Graph data available in the Graph Challenge Amazon S3 bucket uses the following formats and conventions:

   <dataset-name>_adj.tsv
   (Row, Col, Value) tuple describing the adjacency matrix of the graph in tab separated format.
   Adjacency matrix is of size Num_vertices x Num_vertices

   <dataset-name>_inc.tsv
   (Row, Col, Value) tuple describing the incidence matrix of the graph in tab separated format.
   Adjacency matrix is of size Edges x Nun_vertices (Note that some author refer to a transpose of this version)

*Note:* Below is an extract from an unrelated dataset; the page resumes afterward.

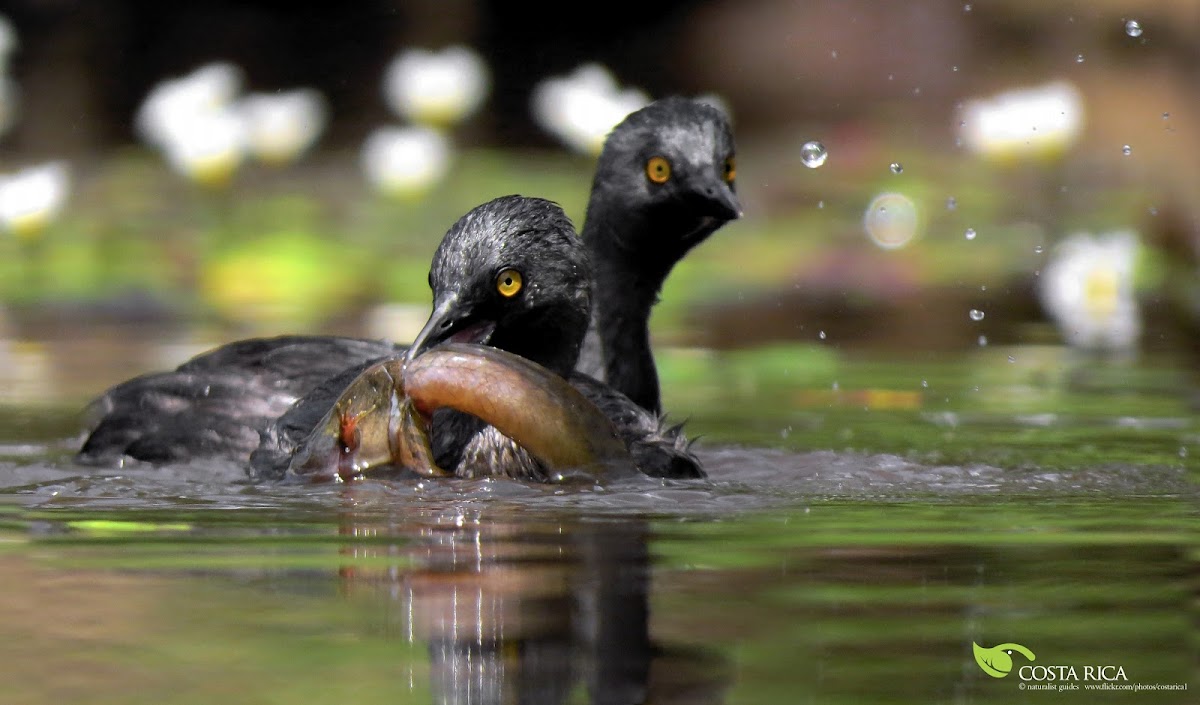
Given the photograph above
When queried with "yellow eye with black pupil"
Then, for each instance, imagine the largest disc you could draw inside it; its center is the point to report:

   <dataset-name>_adj.mmio - adjacency matrix of the graph in MMIO format
   <dataset-name>_inc.mmio - incidence matrix of the graph in MMIO format

Details and readers for the MMIO format are available here : http://math.nist.gov/MatrixMarket/

Indexing note: All matrices use 1-based indexing

Naming conventions for files provided with each SNAP dataset are as follows:

  • Tab Separated Values – edge list, adjacency (_adj) and incidence (_inc) matrices.

        s3://graphchallenge/snap/[URL_SUFFIX]/[URL_SUFFIX].tsv
        s3://graphchallenge/snap/[URL_SUFFIX]/[URL_SUFFIX]_adj.tsv
        s3://graphchallenge/snap/[URL_SUFFIX]/[URL_SUFFIX]_inc.tsv
  • Matrix Market I/O – edge list, adjacency (_adj) and incidence (_inc) matrices.

        s3://graphchallenge/snap/[URL_SUFFIX]/[URL_SUFFIX].mmio
        s3://graphchallenge/snap/[URL_SUFFIX]/[URL_SUFFIX]_adj.mmio
        s3://graphchallenge/snap/[URL_SUFFIX]/[URL_SUFFIX]_inc.mmio

The format of URLs for the synthetic Graph500 data is:

  • Tab Separated Values – edge list, adjacency (_adj) and incidence (_inc) matrices.

        s3://graphchallenge/synthetic/graph500-scale[SCALE]-ef16/graph500-scale[SCALE]-ef16.tsv
        s3://graphchallenge/synthetic/graph500-scale[SCALE]-ef16/graph500-scale[SCALE]-ef16_adj.tsv
        s3://graphchallenge/synthetic/graph500-scale[SCALE]-ef16/graph500-scale[SCALE]-ef16_inc.tsv
  • Matrix Market I/O – edge list, adjacency (_adj) and incidence (_inc) matrices.

        s3://graphchallenge/synthetic/graph500-scale[SCALE]-ef16/graph500-scale[SCALE]-ef16.mmio
        s3://graphchallenge/synthetic/graph500-scale[SCALE]-ef16/graph500-scale[SCALE]-ef16_adj.mmio
        s3://graphchallenge/synthetic/graph500-scale[SCALE]-ef16/graph500-scale[SCALE]-ef16_inc.mmio

Files can be individually retrieved using a web browser or command-line tools using the URL scheme for Amazon S3 buckets, for example:

Adjacency Matrix – Tab Separated Values (amazon0302)

https://graphchallenge.s3.amazonaws.com/snap/amazon0302/amazon0302_adj.tsv

Adjacency Matrix – Matrix Market I/O (Synthetic Graph500 network, scale 24)

https://graphchallenge.s3.amazonaws.com/synthetic/graph500-scale24-ef16/...

Using either the AWS CLI tools (awscli) or AWS SDK:

To view all available files in the 'graphchallenge' bucket:

aws s3 ls s3://graphchallenge/

To download a particular dataset from Amazon S3 to local disk:

aws s3 cp s3://graphchallenge/friendster/ ./friendster/ --recursive

Datasets may also be downloaded one file at a time using the HTTPS URL scheme outlined above.